Creating & managing custom attributes
How to create, edit and delete custom attributes at the organization level.
Overview
Custom attributes let your organization attach business-specific metadata to catalog assets. Admins create and manage attributes at the organization level and then users with asset edit permissions can apply those attributes to catalog objects.
The platform now supports multiple attribute types so admins can capture richer, strongly-validated metadata. Supported types:
Text — free-form string values (existing)
Integer — whole numbers only; optional min/max constraints
User — single or multiple user selection from your organization
Enum — admin-defined list of allowed values (each value can have an optional color badge)
Boolean — Yes / No
When creating an attribute, admins choose the attribute type and any type-specific validation or configuration (for example: min/max for Integer, single vs multiple selection for User, or adding enum values).
Who can manage custom attributes
Only users in the Owners/Admin group can create, edit or delete custom attributes. Regular users can view and apply attributes on assets if they have the normal Catalog edit/change-request permission for that object.
Create a new custom attribute
Go to Organization settings → Custom attributes.
Click "Add new attribute".
Fill in the fields:
Name: A short, descriptive key (e.g., "Business Domain", "Additional Info").
Display label (optional): Friendly label shown in the UI.
Description: Explain the attribute purpose and usage guidance. This will be shown as a tooltip next to the label.
Applicable asset types: Choose which catalog object types this attribute may be applied to (e.g., Dataset, Table, Column, Dashboard).
Type: Text (default) — other types available: Integer, User, Enum, Boolean.
Click Save.

Important notes
Attribute names should be unique within the organization.
Integer: Values must be whole numbers (no decimals).
Admins may set an optional minimum and/or maximum range; if both are set the min must be less than the max. Validation errors will prevent submitting invalid values.
User: Choose single-user or multiple-users at creation.
The picker lists organization users.
If you change a user attribute from multiple→single, the system will keep one user and remove others.
Enum: Define one or more allowed values when creating the attribute.
Each enum value must be non-empty.
Editing an enum value updates it for all objects that use it; deleting a value removes it from all objects.
Boolean: Simple Yes / No choice.
Text: Free-form text. Admins may set character limits or provide guidance in the description.
Edit an existing attribute
In Org settings → Custom attributes, find the attribute you want to edit.
Click Edit.
Update the label, description or applicable asset types.
Click Save.
Behavior and cautions
If you tighten the validation, existing values that don't comply will remain until edited.

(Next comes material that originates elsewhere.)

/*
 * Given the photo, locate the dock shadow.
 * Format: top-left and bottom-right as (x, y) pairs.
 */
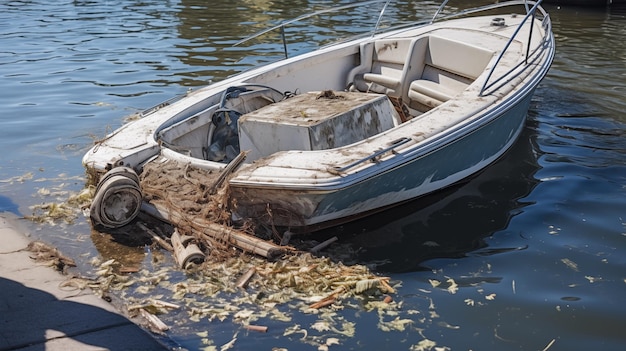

If you remove asset types from the applicable list, existing values on those assets will be removed when the form is saved.
Delete an attribute
In Org settings → Custom attributes, click Delete on the attribute row.
Confirm the irreversible deletion.

What happens on delete
Deleting an attribute removes its values from all associated assets.
Best practices
Use consistent naming conventions (e.g., Title Case, prefixed domain when useful).
Add a description with examples so asset owners use attributes consistently.
Limit the number of attributes to those that deliver measurable value for discovery or governance.
Use cases
Business domain tagging: Add a "Business Domain" attribute (e.g., Marketing, Finance, Retail) so teams can add context to datasets and dashboards.
Classification notes: Short free-text notes like "PII: limited access" that provide quick context for reviewers (formal controls should still use classification policies).
Lifecycle state: Lightweight lifecycle tags such as "beta", "deprecated" or "candidate for deletion" to help teams during migrations.